The British Transport Secretary Patrick McLoughlin is expected to unveil a revised timetable for rail franchising before the parliament tomorrow in an effort to draw a line for the West Coast fiasco.
The new schedule is expected to include a further extension for Virgin Rail on the West Coast Main Line that will take the contract beyond the general election in 2015.
The West Coast main line contract was cancelled in October 2012 due to technical defects in the bidding process.
The extension would allow ministers to announce plans to return the East Coast mainline to the private sector. Bidding for the West Coast contract is likely to begin in 2013 and successful bidder may be handed over work by the end of 2014.
McLoughlin told the Financial Times: “I think we need to look at the mistakes that were made but then move on. I think franchising had done a huge amount for the railway industry . . . When Beeching was published it was ‘the end of the railways’ . . . If you look at today’s railways they are massively important to the infrastructure of the country.”
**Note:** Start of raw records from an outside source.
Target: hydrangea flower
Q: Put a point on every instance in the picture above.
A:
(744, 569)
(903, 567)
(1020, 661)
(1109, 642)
Earlier, Virgin Rail was given an extension to the West Coast franchise until the end of 2014.
Meanwhile, the Labour Party has urged the government to retain East Coast line under its control to use it as a benchmark for other privately run franchises.
The initial part of the new schedule of tenders is expected to include two competitions that were scrapped in the wake of West Coast failure, according to FT.
The tender process for the Essex Thameside franchise may begin as early as June. The restructured Thameslink competition is expected to be hired as a management contract for up to eight years rather than a franchise.
Virgin Rail is a joint venture between Sir Richard Branson, chairman of Virgin Group, and Stagecoach.